Have you seen it? The new show, Bigfoot Is Real? If you regularly read this blog, you should know that I was a huge fan of Finding Bigfoot. Then it got cancelled like everything in our world recently has been.
The first time I came across Finding Bigfoot, I was confused. What is this doing on TV? I kept asking myself. Another question I asked was, Who watches this? Week after week I tuned in and wondered who watched this show. Finally I realized that I watched the show. Eagerly. Enthusiastically. Joyfully.
Then another question formed in my mind: Are these people real or are they actors? I watched for maybe two years before I came to the conclusion that they were/are actors.
I know what you are thinking. It did not take you that long. It took you like, fifteen seconds. But you have to understand that when this show first came on, genres of TV were well defined and had been for a long time. Documentaries and Investigations were factual (or attempted to be) and TV shows and movies were fiction. Suddenly with the rise of reality TV (I know, that is an oxymoron) the divisions between fact and fiction began to be blurred. It took awhile for me to figure this out. I know, I am slow, but I usually get there.

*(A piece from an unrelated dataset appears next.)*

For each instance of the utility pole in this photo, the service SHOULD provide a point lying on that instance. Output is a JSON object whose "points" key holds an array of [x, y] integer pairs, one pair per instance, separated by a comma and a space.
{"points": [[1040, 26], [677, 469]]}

Even after I came to the conclusion that the people on Finding Bigfoot were actors, I enjoyed the show. I found it entertaining, mildly amusing, and a bit interesting. The program had a format from which it never deviated. They decided to investigate an area. They went there and did an initial search. Then they decided to call an town meeting. After the meeting, they would plot the sightings/encounters on a map and then refocus their investigation around these clusters of sightings. They would then go out at night, hit trees, howl, and listen for Bigfoot. Everything they encountered was evidence of Bigfoot including nothing. I loved it.
The new show has many of the same elements. You have a team who make up the GCBRO = the Gulf Coast Bigfoot Research Organization. They come to investigate the claims of people who not only have seen Bigfoot, but have been harassed, threatened, and/or terrorized by these creatures. They do an initial investigation, then instead of howling in the woods, they take a night hunt. Dressed to the nines in camouflage and ghillie suits, toting big iron and night vision goggles, several hunters are place in the woods while a few members remain at camp with walkie talkies.
So far, the plot goes like this. The hunters get spooked. They hear stuff, see hairy creatures moving in the underbrush, and talk to the camp on their walkie talkies. Wait, won't talking on a walkie talkie break their cover? Not to worry. The guys at camp, tell the hunters to stay put, they will come to them to get them out of the woods. You can't make this stuff up. But somebody did.
Last night's episode had something the original Finding Bigfoot had: a town meeting. Last night's show also had something the old show never had: conflict. In this new show, there is a "scientist" who was formerly a member of the GCBRO. He has broken ranks with the group because of his ethical conflict over killing Bigfoot. He yells at them and calls them "murderers" even though they have killed nothing but time. At this town meeting, several people became loud and aggressive with the GCBRO members over the same issue. They call Bigfoot human. Yeah, really.
One interaction from the meeting struck me as interesting. A local man yelled at the GCBRO members that "Bigfoot was here long before us." The GCBRO guy yelled back, "How do you know?"
I found that interesting because it highlights a naiveite that I encounter often. On social media, if someone complains or warns of the dangers of certain animals, an "enlightened" person always comes back with "We are moving into THEIR territory." We are then lectured to accept them and be more tolerant.
The problem with that is that though it is often true, sometimes it is not. Recently someone warned people to be careful of their pets in rural areas of Mississippi. Coyotes will kill them we were rightly told. Here came the woke folks to lecture us that we are living in their (the coyotes) home. What these woke folks don't know is that we are not moving into coyotes home territory, but they are moving into ours. The coyote is not indigenous to the Southeast United States. I can actually remember when they first started showing up here. People called them wolves and it was a big deal. What happened was that sometime around the mid-1970s, the Mississippi River froze over and coyotes crossed it. Since then have been reproducing, spreading, and causing trouble in OUR territory. They are an invasive species.
Anyway, I like this new show more than the old one. It is not cheesy like Finding Bigfoot was, has direct conflict that works on the intra- and interpersonal levels, and is comical although I'm not sure that is the intent of the producers or actors. The idea of these guys armed with .223s and sidearms, dressed in ghillies suits getting run out of the woods by sounds and rescued by their lesser-armed comrades is, well, maybe they did intend for that to be humorous.
If you haven't seen it, check it out. You can find it Sunday night on the Travel Channel. It either is or is not your sort of thing. It is mine, my new favorite show. Thanks for reading.